Read Center Stage! (Center Stage! #1) Online
Authors: Caitlyn Duffy
“What time do you have to go back to the studio?” Taylor asked. I could see through my window that the sun was rising, but it was barely dawn.
“Nine,” I grumbled. I wished more than anything that there wasn’t a show that night. Usually on the day after Thanksgiving, I helped Mom pull our boxes of Christmas decorations in from the garage, and we decorated the house.
Taylor sat up and pushed her hair back from her face. “I wish we could do something, like old times. Like take the bus to Larchmont and get iced coffee.”
“We could walk to your house,” I offered, wondering if she’d been back at all since leaving Los Angeles in September.

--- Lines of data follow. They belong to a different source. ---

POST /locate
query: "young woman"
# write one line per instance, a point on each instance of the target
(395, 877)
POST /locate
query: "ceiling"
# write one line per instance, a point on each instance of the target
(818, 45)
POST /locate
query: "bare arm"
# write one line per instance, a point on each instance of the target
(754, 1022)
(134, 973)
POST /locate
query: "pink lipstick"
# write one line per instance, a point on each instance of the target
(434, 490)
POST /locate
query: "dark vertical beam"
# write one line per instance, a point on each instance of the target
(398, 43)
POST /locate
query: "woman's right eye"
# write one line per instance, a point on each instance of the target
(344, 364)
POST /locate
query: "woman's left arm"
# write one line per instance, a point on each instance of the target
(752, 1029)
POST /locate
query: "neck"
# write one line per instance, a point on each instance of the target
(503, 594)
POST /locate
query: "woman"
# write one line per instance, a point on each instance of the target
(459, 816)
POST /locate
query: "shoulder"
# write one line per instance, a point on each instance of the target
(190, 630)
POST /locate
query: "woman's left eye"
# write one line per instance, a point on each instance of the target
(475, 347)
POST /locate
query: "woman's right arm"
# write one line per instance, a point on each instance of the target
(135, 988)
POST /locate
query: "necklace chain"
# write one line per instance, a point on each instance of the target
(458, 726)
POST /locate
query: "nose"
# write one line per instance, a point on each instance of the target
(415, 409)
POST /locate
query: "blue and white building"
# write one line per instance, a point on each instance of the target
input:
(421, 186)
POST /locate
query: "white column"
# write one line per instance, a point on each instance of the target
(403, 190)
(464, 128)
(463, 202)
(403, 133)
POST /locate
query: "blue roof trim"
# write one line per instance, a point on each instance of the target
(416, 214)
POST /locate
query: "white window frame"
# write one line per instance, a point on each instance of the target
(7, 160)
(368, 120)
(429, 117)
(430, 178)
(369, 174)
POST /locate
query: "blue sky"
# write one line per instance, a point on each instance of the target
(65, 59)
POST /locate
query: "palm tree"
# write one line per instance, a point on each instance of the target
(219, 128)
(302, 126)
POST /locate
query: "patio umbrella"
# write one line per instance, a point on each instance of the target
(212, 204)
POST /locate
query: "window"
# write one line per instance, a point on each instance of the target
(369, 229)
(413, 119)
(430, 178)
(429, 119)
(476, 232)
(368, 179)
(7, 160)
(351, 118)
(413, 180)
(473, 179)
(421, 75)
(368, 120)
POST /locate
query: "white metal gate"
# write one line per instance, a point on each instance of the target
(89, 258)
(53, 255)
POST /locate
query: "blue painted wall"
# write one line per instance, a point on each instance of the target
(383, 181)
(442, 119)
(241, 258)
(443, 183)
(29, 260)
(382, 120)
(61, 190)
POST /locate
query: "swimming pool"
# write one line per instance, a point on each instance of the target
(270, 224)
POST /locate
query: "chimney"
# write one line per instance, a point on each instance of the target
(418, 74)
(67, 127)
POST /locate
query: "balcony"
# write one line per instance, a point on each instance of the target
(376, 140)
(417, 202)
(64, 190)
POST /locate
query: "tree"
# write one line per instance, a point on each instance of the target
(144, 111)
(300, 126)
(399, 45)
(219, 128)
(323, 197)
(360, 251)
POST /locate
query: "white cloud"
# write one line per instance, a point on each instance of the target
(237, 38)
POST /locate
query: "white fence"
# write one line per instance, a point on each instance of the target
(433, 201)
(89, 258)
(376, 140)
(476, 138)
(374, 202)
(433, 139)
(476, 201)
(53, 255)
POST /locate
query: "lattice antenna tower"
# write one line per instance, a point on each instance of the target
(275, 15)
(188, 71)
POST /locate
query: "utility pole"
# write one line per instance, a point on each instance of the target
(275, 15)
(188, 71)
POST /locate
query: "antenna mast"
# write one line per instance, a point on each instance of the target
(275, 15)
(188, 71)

“Not into that. I don’t think I can handle seeing other people living there.”
“Well,” I said, “We could probably convince Todd to drive us for coffee. Or, rather,
you
could. I can’t get him to do anything.”
Forty-five minutes later, we piled into Mom’s Sentra. The block was still silent except for the tweeting of birds until Todd started the car. As we backed out of the driveway, and my sense of dread about returning to the studio surged, Taylor suddenly said, “You know? Maybe we
should
stop by my old house. It would be good for me.”
We drove the four blocks east toward Taylor’s old street. I still thought of it as her street in the present tense because I’d not been back to her house since she’d left town, either. Sitting in the back seat behind Taylor, I noticed her tense up as we crossed Melrose and slowed down on her block. Her old house looked just as it always had, with a little stone path wrapping its way through the front lawn toward the stairs leading to the front door. The camellia bushes lining the driveway blazed hot pink. It would have been easy to believe—if the name Beauforte hadn’t been replaced on the mailbox by Stuart, and if there hadn’t been an unfamiliar car parked in the driveway—that nothing at all had changed since the summer. That if we stepped inside, her mom would be stretched out on the couch, flipping through the pages of
Expose
while her toenail polish dried.
Todd slowed to a stop, and we were both surprised when Taylor unbuckled her seatbelt and got out of the car. “Should we go with her?” my brother asked me.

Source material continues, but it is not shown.